Telemetry & Traces¶
OpenJarvis has two complementary observability systems: telemetry for per-inference metrics and traces for full interaction-level recording. Together, they provide comprehensive insight into system behavior and power the learning system's routing policy updates.
Telemetry¶
The telemetry system records metrics for every inference call -- latency, token counts, cost, and energy consumption. Data is stored in SQLite and can be queried, exported, and aggregated.
TelemetryRecord¶
Each inference call produces a TelemetryRecord with the following fields:
| Field | Type | Description |
|---|---|---|
timestamp |
float |
Unix timestamp of the call |
model_id |
str |
Model identifier |
engine |
str |
Engine backend used |
agent |
str |
Agent used (if any) |
prompt_tokens |
int |
Input tokens consumed |
completion_tokens |
int |
Output tokens generated |
total_tokens |
int |
Total tokens (prompt + completion) |
latency_seconds |
float |
Wall-clock inference time |
ttft |
float |
Time to first token |
cost_usd |
float |
Estimated cost in USD |
energy_joules |
float |
Estimated energy consumption |
power_watts |
float |
Power draw during inference |
metadata |
dict[str, Any] |
Additional metadata |
TelemetryStore¶
The TelemetryStore is an append-only SQLite database that persists telemetry records. It integrates with the event bus to capture records automatically.
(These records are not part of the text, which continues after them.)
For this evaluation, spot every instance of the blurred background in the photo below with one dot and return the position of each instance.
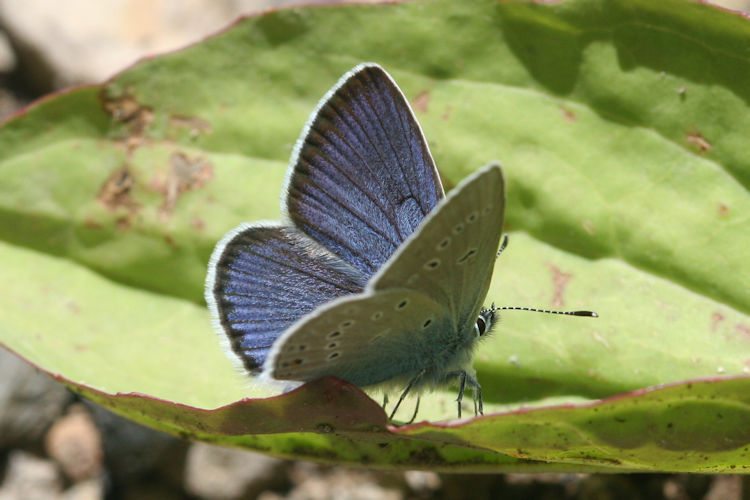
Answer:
(54, 445)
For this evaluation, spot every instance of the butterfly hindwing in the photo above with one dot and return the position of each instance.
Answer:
(364, 339)
(362, 175)
(265, 278)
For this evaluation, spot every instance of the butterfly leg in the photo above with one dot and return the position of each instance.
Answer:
(502, 246)
(406, 391)
(476, 389)
(416, 409)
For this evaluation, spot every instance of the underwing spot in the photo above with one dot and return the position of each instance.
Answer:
(432, 264)
(444, 244)
(466, 256)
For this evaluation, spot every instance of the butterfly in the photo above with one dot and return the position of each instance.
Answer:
(374, 275)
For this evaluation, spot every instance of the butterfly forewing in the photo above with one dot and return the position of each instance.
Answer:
(452, 255)
(363, 178)
(412, 315)
(265, 278)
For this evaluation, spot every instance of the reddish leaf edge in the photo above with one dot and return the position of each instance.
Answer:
(323, 406)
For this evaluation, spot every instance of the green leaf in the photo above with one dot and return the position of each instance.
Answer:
(622, 130)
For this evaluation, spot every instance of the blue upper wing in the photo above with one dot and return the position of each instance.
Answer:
(363, 178)
(262, 279)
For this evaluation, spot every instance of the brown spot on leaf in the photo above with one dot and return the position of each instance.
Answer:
(195, 125)
(696, 139)
(559, 281)
(421, 101)
(716, 319)
(127, 109)
(568, 114)
(116, 191)
(185, 174)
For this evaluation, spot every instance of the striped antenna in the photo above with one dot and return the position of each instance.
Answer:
(590, 314)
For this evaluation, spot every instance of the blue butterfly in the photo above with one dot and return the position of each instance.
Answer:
(374, 275)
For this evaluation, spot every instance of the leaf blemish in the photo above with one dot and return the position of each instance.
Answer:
(125, 108)
(116, 191)
(696, 139)
(568, 114)
(716, 318)
(559, 281)
(185, 174)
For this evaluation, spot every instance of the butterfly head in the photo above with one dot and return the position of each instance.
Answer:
(485, 321)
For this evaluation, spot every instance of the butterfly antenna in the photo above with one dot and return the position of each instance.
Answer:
(502, 246)
(590, 314)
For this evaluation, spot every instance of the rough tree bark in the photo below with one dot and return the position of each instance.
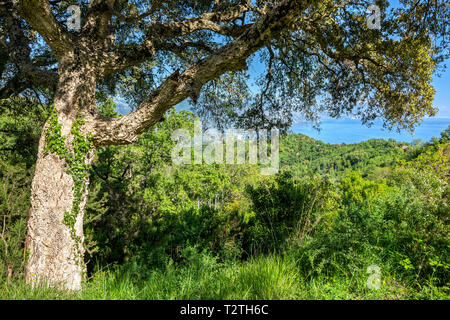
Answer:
(83, 60)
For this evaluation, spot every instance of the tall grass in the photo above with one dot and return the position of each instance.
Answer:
(269, 277)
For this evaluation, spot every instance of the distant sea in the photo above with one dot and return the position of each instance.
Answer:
(347, 131)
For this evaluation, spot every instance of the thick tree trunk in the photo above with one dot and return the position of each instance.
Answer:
(53, 257)
(54, 247)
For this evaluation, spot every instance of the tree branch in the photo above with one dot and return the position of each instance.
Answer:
(39, 15)
(178, 87)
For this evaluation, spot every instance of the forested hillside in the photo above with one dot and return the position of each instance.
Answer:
(155, 230)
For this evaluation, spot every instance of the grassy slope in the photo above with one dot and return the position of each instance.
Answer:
(270, 277)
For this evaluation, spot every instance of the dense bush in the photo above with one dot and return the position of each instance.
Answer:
(320, 217)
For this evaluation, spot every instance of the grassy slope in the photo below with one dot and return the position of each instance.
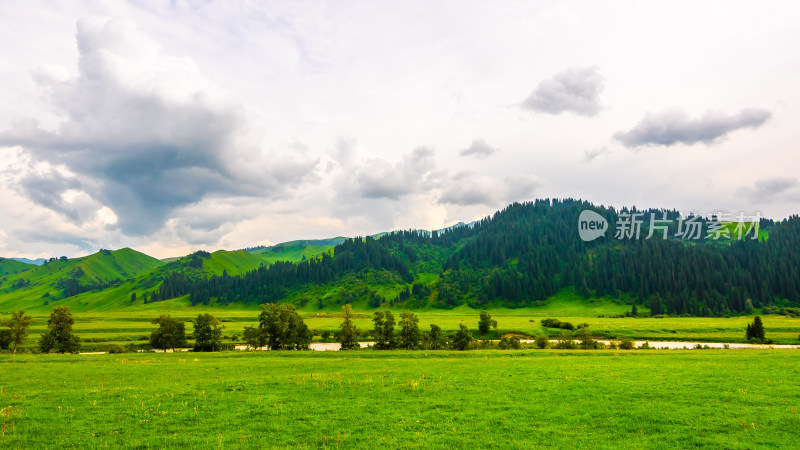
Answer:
(11, 267)
(234, 263)
(101, 267)
(292, 253)
(508, 399)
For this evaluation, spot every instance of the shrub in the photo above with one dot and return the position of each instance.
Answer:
(542, 342)
(626, 344)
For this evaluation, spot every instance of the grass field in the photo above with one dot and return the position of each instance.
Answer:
(132, 325)
(371, 399)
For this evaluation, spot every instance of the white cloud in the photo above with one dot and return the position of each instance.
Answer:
(676, 127)
(575, 90)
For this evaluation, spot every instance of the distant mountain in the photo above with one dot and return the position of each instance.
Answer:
(11, 266)
(330, 242)
(524, 255)
(35, 262)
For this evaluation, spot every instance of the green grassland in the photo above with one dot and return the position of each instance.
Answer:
(370, 399)
(99, 328)
(11, 267)
(292, 253)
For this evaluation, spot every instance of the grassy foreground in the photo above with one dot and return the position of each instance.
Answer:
(522, 399)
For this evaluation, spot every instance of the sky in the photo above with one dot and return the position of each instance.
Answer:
(170, 127)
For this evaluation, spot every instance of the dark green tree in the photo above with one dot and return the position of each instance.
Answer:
(409, 335)
(348, 336)
(282, 328)
(207, 333)
(485, 323)
(462, 339)
(437, 340)
(755, 331)
(18, 328)
(170, 334)
(252, 337)
(585, 338)
(384, 330)
(59, 335)
(5, 339)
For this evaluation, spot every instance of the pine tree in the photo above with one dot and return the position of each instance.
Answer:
(755, 331)
(349, 334)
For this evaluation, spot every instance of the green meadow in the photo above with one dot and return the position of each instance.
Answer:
(132, 324)
(373, 399)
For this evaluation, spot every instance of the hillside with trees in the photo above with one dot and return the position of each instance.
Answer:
(521, 256)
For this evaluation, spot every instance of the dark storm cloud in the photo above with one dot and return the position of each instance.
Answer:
(676, 127)
(768, 188)
(145, 140)
(479, 149)
(575, 90)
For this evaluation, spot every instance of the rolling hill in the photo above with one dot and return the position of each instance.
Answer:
(525, 255)
(11, 266)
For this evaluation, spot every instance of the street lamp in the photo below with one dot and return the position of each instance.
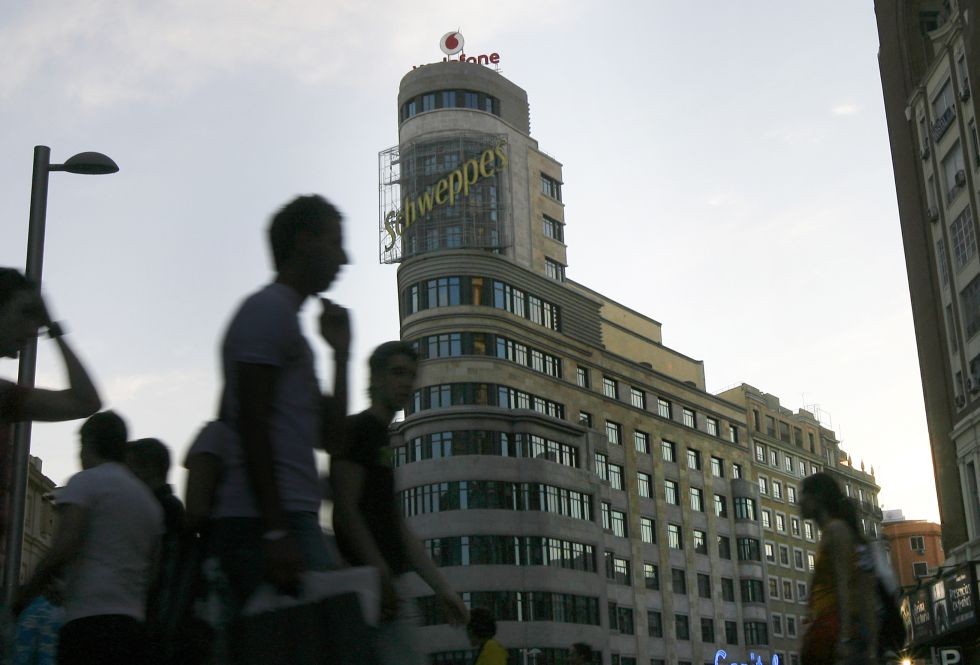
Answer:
(85, 163)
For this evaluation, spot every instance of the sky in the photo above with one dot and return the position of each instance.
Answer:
(726, 172)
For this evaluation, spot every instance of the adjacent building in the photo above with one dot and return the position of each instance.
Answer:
(928, 57)
(915, 548)
(567, 468)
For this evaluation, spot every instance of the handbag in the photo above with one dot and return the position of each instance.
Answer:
(330, 622)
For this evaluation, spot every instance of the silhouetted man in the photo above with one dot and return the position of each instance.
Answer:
(22, 314)
(370, 529)
(105, 547)
(267, 504)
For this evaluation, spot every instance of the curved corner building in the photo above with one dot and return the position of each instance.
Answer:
(565, 469)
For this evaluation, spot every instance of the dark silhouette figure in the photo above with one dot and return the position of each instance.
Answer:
(22, 314)
(265, 512)
(105, 547)
(843, 624)
(370, 529)
(149, 460)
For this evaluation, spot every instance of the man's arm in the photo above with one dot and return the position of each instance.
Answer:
(256, 391)
(452, 605)
(79, 400)
(72, 520)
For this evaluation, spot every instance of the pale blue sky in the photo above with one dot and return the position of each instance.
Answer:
(726, 168)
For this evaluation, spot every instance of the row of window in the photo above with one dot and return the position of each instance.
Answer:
(521, 606)
(482, 394)
(447, 99)
(665, 408)
(451, 345)
(495, 495)
(511, 551)
(485, 442)
(474, 290)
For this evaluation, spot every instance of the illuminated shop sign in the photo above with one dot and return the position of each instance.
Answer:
(446, 191)
(452, 43)
(721, 656)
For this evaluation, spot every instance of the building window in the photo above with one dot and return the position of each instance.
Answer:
(683, 629)
(721, 506)
(554, 270)
(744, 508)
(648, 532)
(697, 499)
(550, 187)
(707, 630)
(643, 481)
(554, 229)
(962, 238)
(651, 576)
(693, 459)
(674, 539)
(678, 581)
(618, 519)
(731, 632)
(614, 433)
(655, 624)
(728, 589)
(638, 398)
(724, 547)
(700, 541)
(616, 476)
(970, 306)
(717, 467)
(602, 467)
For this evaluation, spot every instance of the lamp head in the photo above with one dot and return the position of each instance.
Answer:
(87, 163)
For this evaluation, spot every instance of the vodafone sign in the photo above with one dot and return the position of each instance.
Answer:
(451, 43)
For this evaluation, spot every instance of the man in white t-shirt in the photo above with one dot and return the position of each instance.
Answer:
(266, 506)
(105, 548)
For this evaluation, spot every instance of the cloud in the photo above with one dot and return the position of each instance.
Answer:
(845, 109)
(101, 53)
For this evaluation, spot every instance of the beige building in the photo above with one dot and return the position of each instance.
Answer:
(567, 468)
(929, 55)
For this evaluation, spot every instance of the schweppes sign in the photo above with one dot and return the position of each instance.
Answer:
(446, 191)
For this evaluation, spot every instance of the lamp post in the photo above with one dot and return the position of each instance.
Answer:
(85, 163)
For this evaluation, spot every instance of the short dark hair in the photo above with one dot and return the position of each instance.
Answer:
(151, 453)
(106, 432)
(482, 624)
(12, 281)
(304, 214)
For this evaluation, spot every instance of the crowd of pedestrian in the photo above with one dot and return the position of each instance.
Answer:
(134, 575)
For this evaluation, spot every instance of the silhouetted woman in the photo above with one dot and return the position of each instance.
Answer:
(843, 613)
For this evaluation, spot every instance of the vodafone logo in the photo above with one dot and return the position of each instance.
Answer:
(451, 43)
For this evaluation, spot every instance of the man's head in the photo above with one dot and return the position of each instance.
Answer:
(103, 439)
(149, 460)
(21, 311)
(580, 654)
(307, 243)
(393, 366)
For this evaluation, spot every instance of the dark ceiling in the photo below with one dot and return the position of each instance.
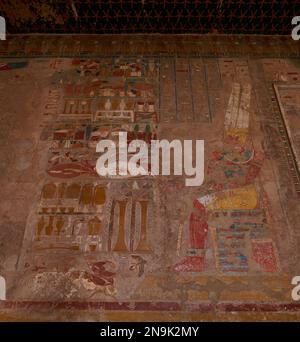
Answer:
(150, 16)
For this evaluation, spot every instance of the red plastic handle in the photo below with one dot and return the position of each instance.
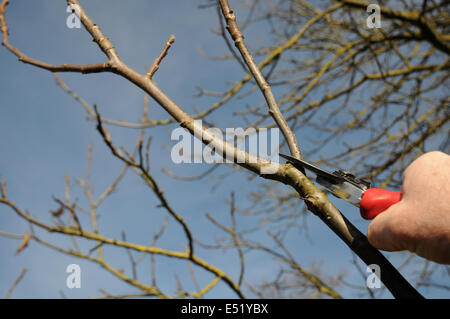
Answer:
(376, 200)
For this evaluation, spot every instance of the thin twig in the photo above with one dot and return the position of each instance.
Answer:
(15, 283)
(157, 62)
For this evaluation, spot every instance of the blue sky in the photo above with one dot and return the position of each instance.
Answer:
(44, 135)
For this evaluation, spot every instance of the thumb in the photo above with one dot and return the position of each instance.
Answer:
(387, 231)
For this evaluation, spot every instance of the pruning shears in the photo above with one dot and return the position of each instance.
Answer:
(344, 185)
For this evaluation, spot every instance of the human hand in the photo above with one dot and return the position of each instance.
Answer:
(420, 222)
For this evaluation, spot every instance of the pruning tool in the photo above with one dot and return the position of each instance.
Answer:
(344, 185)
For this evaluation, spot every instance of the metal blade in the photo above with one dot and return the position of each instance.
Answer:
(338, 185)
(318, 171)
(345, 190)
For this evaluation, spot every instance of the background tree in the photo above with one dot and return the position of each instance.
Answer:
(368, 100)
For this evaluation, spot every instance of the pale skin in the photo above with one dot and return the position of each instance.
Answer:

from openjarvis.telemetry.store import TelemetryStore
from openjarvis.core.events import EventBus
bus = EventBus()
store = TelemetryStore(db_path="~/.openjarvis/telemetry.db")
store.subscribe_to_bus(bus)
# Records are now captured automatically when TELEMETRY_RECORD events fire.
# No manual recording needed -- instrumented_generate() handles this.
store.close()
The store subscribes to TELEMETRY_RECORD events on the event bus. When the instrumented_generate() wrapper is used (which happens automatically in both CLI and SDK), telemetry records are published and stored without any manual intervention.
instrumented_generate()¶
This wrapper function calls engine.generate() and automatically publishes telemetry events:
- Publishes
INFERENCE_STARTwith model and engine info. - Calls the engine and measures wall-clock latency.
- Extracts token usage from the engine response.
- Creates a
TelemetryRecordfrom the measurements. - Publishes
INFERENCE_ENDandTELEMETRY_RECORDevents.
All CLI commands and SDK methods use this wrapper, so telemetry is recorded transparently.
TelemetryAggregator¶
The TelemetryAggregator provides read-only query and aggregation methods over stored telemetry data.
from openjarvis.telemetry.aggregator import TelemetryAggregator
agg = TelemetryAggregator(db_path="~/.openjarvis/telemetry.db")
# Overall summary
summary = agg.summary()
print(f"Total calls: {summary.total_calls}")
print(f"Total tokens: {summary.total_tokens}")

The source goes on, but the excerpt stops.